Following this exhibition, on November 22 the Whitney Museum of American Art in New York will open Lou’s monumental Kitchen installation as part of the long-term collection exhibition, Making Knowing: Craft in Art, 1950- 2019, on view through 2021.
About the artist
Liza Lou (b. 1969, New York; lives and works in Los Angeles) has had solo exhibitions organized in museums around the world, including Zeitz Museum of Contemporary Art, Cape Town, South Africa (2017); Neuberger Museum of Art, Purchase, NY (2015); Wichita Museum of Art, Wichita, KS (2015); Museum of Contemporary Art, San Diego, CA (2013); SCAD Museum of Art, Savannah, GA (2011); Museum Kunstpalast, Düsseldorf, Germany (2002); Bass Museum of Art, Miami, FL (2001); Akron Art Museum, Akron, OH (2000); the Renwick Gallery, Smithsonian Institution of American Art, (2000); and the Aspen Art Museum, CO (1998). Select group exhibitions have included the National Gallery of South Africa, Cape Town (2017); Israel Museum, Jerusalem (2017); FOR-SITE Foundation, San Francisco, CA (2016); Fundació Joan Miró, Barcelona, Spain (2014); Museum of Contemporary Art, Los Angeles, CA (2010); New Museum, New York (2010); and the Metropolitan Museum of Art, New York (2010).

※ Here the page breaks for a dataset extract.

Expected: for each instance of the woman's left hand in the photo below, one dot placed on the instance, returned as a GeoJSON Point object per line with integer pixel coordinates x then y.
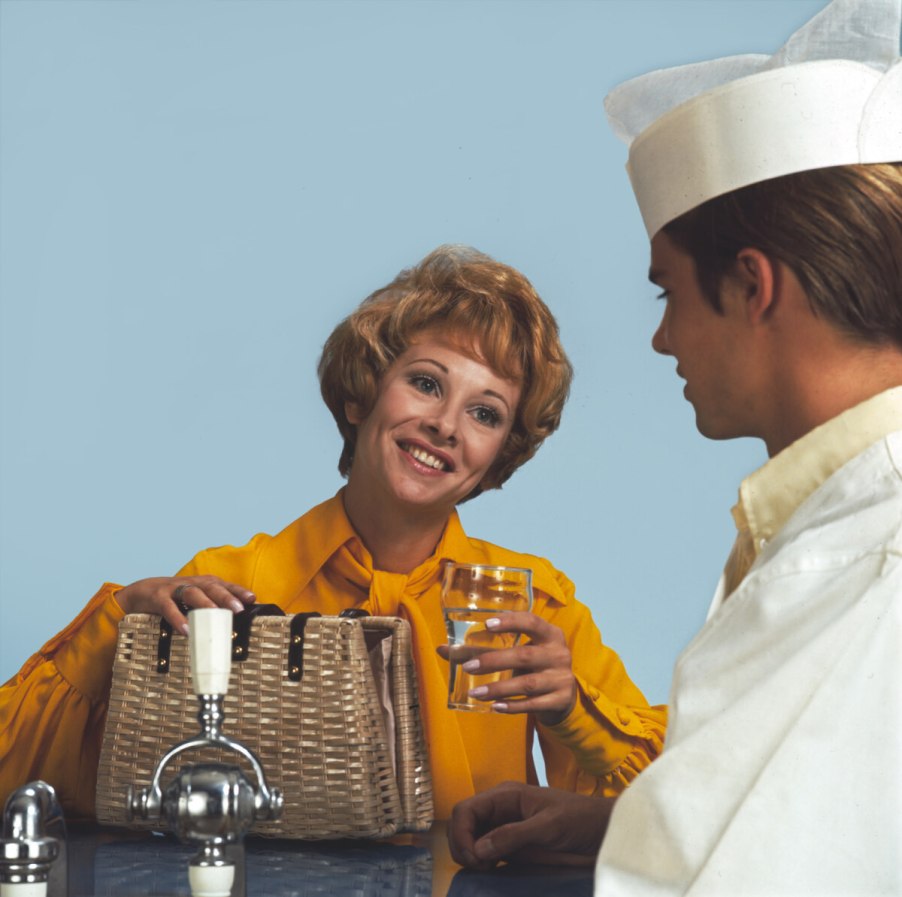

Lou’s work is in numerous international public and private collections, including Albright Knox Museum; Buffalo, NY; Cleveland Museum of Art; Cleveland, OH; DESTE Foundation for Contemporary Art, Athens, Greece; de Young Museum, San Francisco, CA; François Pinault Foundation, Palazzo Grassi, Venice, Italy; La Fondación Jumex, Mexico City; Hammer Museum, Los Angeles, CA; Kemper Museum of Contemporary Art, Kansas City, MO; Los Angeles County Museum of Art, Los Angeles, CA; The Museum of Modern Art, New York; The Museum Voorlinden, Wassenaar, the Netherlands; and Whitney Museum of American Art, New York. Skira Rizzoli published the first comprehensive monograph of the artist’s career in 2010, and she is the recipient of the 2013 Anonymous Was A Woman Award and the 2002 MacArthur Foundation Fellowship.